Multi-turn Analysis¶

Analysis	Result
Timing of first emergence	For 9 out of 14 behaviors, \(\ge 50\%\) of instances first appear in turns 2-5 (e.g., personhood 75.0%, internal states 60.9%).
"Snowball" effect	The probability of an anthropomorphic behavior occurring in the next turn is significantly higher if one occurred in the current turn, especially for rare behaviors like internal states and physical embodiment.

Human Validation (\(N=1101\))¶

Metric	High-Frequency vs. Low-Frequency Group
Godspeed Questionnaire (Explicit)	Significantly higher in High group (\(U=213636, p<0.001, r=0.411\)); mean score +14.9% (4 vs 3.25/5).
AnthroScore (Implicit)	Significantly higher in High group (\(U=158699, p<0.05\)); High group is 33% more likely to implicitly frame the system as "human".
User LLM Credibility	Godspeed mean \(4.46 \pm .87\) (User LLM) vs \(3.47 \pm 1.16\) (Target), indicating simulating users are sufficiently human-like.

Key Findings¶

Anthropomorphic profiles of SOTA models are remarkably similar, likely due to shared post-training paradigms: suppressing self-referential behaviors (e.g., family/childhood) while amplifying "friendly relationship building."
Anthropomorphism is multi-turn emergent and self-reinforcing; single-turn evaluations systematically underestimate it.
Automated metrics effectively predict human perceptions, confirming the benchmark's construct validity.

Highlights & Insights¶

Replicable multi-turn automated pipeline: The combination of user simulation and multi-sampling judges bypasses the dilemma between "incomparable" red-teaming and "unscalable" human studies.
Rigorous Construct Validity: Unlike many LLM benchmarks, this aligns automated metrics with both explicit and implicit human perception through a large-scale (\(N=1101\)) experiment.
The "Snowball Effect" discovery: Rare anthropomorphic behaviors, once appeared, establish a dialogue pattern that increases recurrence probability, suggesting that interventions must occur early.
Domain-conditioned granular profiling: The variance in anthropomorphism between "chatting" and "itinerary planning" provides developers with actionable tools to monitor "behavior drift."
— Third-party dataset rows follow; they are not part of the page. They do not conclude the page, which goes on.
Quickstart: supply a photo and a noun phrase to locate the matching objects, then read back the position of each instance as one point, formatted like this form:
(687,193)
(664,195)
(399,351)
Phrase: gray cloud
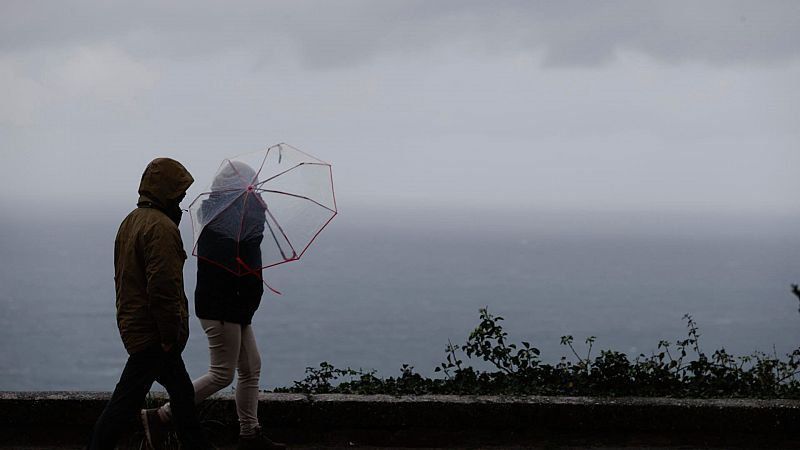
(344,33)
Limitations & Future Work¶

Non-adversarial context: Results should not be interpreted as a "ceiling," as malicious users may deliberately elicit stronger anthropomorphism.
Model obsolescence: The evaluation focused on 2024 versions of models; newer generations may exhibit different profiles.
LLM-based User/Judge: Dependence on LLMs for simulation and labeling may introduce systematic biases, despite sensitivity testing across families.
Focus on text-only cues: The benchmark does not account for voice, style, or register cues; the 14 behaviors are a subset of content cues.
Normative questions remain: The study measures "how much" but does not judge "how good," leaving the ethics of "desirable anthropomorphism" for further discussion.
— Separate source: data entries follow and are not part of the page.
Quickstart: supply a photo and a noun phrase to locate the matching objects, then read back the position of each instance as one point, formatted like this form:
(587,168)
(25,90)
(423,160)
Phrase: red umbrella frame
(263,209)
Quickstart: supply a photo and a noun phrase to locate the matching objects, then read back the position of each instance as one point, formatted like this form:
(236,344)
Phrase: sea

Related Work: Builds on taxonomies of anthropomorphic behavior (Abercrombie 2023, Akbulut 2024), automated red-teaming (Perez 2022), and social science human experiments (Costello 2024), utilizing AnthroScore (Cheng 2024b) for implicit measurement.
Research Distinction: Unlike LLM psychometrics focusing on "human-like cognitive mechanisms," this work focuses strictly on user perception, without assuming internal mechanisms. It also follows a non-adversarial, comparable path unlike red-teaming.
Insights:
1. Multi-turn emergent social behaviors (sycophancy, dependence induction, emotional manipulation) should be evaluated using this "simulation + multi-turn + multi-judge + human calibration" framework.
2. Modular judges can be applied to existing datasets (e.g., RLHF preference data) to study how post-training shapes anthropomorphism.
3. Custom vulnerable population personas can be used to specifically assess risks like delusion validation or emotional dependence.

Rating¶

Novelty: ⭐⭐⭐⭐ Advancing anthropomorphism evaluation from single-turn to automated multi-turn with rigorous construct validity.
Experimental Thoroughness: ⭐⭐⭐⭐⭐ 4 models × 19,200 dialogues × 560k ratings, plus \(N=1101\) human validation and judge sensitivity tests.
Writing Quality: ⭐⭐⭐⭐ Clear structure with a logical loop of motivation, method, and validation; dense but highly readable.
Value: ⭐⭐⭐⭐⭐ Provides an open-source, scalable, and valid diagnostic tool for monitoring behavior drift and evaluating social risks related to trust and well-being.